5. Conclusions and Future Work:

 This paper proposed a novel face recognition method to recognize faces with high accuracy for three important aspects, which are (i) face pose, (ii) non-uniform illuminations, and (iii) low-resolution face images. Proposed face recognition algorithm initially uses 68 points to locate a face followed by the AdaBoost integrated with the LDA, which is used for face feature extraction. In final stage, classic nearest centre classifier is used for face classification. Proposed method out performs recent state-of-the-art face recognition algorithms by producing high accuracy on the aforementioned issues at the cost of higher computations on the LFW and the CMU Multi-PIE databases. Based on the developed face recognition algorithm, we conclude the following.

 − For same pose and opposite orientation, even state-of-the-art face recognition algorithms yield low recognition accuracy. The proposed PAL face recognition algorithm outperforms the recently developed algorithms by producing the high recognition rate across seven different face poses on low-resolution face images as described in Section 4. Moreover, deep learning based recognition algorithm [38] struggles on low-resolution face images and yields lower recognition accuracy on pose variation and under nonuniform lighting illuminations for 30×30 pixels and below.

 − Although, face recognition for frontal face images and under constraint conditions has matured. However, non-uniform illuminations severely degrade the recognition accuracy of recent algorithms. Similarly, low-image resolution seriously challenges the accuracy of deep learning based face recognition algorithms. The proposed PAL face recognition algorithm reliably handles low-resolution images.

 − Human face appearance surprisingly changes under artifacts, such as make up, tattoos, scar or mole on face, or beard/moustaches. In such situations the developed PAL recognition algorithm is not recommended to use.

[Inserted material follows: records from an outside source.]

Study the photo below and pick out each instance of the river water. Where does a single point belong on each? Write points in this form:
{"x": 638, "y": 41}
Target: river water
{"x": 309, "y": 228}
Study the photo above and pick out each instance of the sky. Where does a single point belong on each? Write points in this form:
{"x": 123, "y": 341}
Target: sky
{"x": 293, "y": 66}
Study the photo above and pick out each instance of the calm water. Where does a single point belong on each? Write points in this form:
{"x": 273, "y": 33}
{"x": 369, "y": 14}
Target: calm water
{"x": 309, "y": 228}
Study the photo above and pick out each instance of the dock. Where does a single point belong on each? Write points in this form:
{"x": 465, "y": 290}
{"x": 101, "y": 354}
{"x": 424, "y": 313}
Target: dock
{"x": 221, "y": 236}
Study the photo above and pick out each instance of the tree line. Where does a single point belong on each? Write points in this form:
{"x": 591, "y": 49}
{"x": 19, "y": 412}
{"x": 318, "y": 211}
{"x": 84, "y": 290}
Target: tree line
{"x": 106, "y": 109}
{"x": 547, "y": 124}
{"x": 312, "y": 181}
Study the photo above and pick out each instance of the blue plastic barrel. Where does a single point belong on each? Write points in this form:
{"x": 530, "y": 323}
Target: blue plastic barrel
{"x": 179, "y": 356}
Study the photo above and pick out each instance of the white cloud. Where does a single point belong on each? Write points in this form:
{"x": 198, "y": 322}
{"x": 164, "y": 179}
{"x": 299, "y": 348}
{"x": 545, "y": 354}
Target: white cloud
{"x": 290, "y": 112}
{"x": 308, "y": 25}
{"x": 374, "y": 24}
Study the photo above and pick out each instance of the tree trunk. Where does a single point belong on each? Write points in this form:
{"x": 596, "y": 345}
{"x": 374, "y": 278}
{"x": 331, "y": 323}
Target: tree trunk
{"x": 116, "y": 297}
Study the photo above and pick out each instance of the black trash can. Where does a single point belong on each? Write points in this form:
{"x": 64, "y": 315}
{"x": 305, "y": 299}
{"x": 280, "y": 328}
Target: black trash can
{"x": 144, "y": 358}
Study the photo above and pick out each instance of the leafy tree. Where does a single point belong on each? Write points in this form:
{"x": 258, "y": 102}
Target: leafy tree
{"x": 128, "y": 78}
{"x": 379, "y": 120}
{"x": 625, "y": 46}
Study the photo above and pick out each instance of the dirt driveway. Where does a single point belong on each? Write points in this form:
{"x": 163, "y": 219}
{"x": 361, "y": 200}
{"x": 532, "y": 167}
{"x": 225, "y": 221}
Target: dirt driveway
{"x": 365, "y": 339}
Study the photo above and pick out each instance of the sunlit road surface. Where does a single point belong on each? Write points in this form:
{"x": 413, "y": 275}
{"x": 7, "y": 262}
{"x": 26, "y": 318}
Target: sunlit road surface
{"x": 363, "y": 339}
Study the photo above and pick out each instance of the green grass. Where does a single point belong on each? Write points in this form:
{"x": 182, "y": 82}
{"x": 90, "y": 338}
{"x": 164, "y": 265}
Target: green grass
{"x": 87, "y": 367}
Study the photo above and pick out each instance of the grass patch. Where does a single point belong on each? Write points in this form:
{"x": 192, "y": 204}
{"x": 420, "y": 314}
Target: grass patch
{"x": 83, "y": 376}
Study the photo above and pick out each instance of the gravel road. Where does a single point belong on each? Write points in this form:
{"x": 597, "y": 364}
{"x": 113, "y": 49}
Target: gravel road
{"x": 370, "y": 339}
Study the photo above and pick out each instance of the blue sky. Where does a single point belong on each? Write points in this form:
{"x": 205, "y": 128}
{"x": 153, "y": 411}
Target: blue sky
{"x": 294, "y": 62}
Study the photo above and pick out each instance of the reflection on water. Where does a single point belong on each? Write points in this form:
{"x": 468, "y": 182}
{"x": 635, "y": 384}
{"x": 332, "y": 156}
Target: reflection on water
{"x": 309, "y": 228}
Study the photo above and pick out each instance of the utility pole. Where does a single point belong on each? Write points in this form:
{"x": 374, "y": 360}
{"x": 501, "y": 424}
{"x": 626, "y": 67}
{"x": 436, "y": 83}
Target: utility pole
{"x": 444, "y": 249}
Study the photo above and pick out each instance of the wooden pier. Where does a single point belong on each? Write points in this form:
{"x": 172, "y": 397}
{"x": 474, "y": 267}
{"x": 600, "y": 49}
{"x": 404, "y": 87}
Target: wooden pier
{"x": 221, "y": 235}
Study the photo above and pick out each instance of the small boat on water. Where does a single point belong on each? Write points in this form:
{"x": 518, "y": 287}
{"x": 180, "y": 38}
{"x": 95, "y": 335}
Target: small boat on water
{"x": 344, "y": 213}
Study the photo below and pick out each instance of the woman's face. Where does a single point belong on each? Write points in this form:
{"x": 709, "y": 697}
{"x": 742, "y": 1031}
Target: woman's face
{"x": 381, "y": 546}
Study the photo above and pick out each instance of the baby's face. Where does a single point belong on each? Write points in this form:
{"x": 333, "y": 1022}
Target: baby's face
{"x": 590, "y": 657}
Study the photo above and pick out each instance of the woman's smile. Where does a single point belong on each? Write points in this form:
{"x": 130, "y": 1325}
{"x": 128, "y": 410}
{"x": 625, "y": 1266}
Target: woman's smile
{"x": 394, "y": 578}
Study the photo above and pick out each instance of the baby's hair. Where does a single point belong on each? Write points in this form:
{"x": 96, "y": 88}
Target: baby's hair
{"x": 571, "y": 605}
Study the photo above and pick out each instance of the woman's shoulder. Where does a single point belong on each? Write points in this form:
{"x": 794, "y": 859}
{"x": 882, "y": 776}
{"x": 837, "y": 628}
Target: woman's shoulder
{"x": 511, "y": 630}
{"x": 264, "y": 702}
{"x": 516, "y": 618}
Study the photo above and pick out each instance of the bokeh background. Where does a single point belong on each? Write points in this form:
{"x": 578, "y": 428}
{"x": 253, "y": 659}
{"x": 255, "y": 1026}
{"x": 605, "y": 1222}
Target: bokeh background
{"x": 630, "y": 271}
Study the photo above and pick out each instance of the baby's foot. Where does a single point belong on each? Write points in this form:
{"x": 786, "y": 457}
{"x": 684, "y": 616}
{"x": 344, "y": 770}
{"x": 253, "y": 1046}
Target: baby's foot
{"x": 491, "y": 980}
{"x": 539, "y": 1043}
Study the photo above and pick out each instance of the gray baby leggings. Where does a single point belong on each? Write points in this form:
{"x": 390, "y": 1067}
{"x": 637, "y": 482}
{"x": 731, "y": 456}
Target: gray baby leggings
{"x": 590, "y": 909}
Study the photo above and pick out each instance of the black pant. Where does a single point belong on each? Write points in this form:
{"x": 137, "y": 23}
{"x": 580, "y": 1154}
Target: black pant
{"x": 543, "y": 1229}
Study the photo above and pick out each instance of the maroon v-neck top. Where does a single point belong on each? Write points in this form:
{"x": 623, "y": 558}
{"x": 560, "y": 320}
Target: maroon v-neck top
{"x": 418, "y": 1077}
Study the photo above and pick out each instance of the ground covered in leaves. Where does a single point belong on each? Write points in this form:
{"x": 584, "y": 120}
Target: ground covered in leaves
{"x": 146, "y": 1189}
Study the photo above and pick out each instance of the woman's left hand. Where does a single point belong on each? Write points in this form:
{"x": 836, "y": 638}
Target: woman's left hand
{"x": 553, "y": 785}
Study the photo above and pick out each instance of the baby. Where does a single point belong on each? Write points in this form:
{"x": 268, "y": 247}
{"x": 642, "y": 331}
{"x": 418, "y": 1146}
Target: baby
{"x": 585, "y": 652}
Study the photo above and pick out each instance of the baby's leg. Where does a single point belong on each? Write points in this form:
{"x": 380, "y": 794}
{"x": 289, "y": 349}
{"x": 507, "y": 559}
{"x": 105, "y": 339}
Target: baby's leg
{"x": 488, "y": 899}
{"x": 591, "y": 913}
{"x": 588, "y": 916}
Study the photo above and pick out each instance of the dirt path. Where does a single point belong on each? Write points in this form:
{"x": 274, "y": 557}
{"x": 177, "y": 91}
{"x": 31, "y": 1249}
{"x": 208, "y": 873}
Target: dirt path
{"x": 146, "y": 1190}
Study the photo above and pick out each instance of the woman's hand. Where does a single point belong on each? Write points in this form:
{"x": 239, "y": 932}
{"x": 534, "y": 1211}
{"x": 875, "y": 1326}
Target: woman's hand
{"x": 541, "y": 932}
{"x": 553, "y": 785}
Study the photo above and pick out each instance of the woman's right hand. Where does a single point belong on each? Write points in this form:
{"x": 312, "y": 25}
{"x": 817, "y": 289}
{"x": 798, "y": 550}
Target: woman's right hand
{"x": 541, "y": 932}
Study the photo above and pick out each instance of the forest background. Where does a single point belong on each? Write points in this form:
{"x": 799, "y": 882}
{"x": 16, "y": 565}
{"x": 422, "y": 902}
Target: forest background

 In the future, we aim to optimize the proposed algorithm to be executed in real-time. Moreover, we also aim to investigate a large pose variation, such as from frontal (0⁰) to profile view (±90⁰) in the input images. Furthermore, we intend to develop a parallel version of the proposed face recognition algorithm to be reliably used in real-time applications. For instance, security, surveillance, and face verification at any entry ports.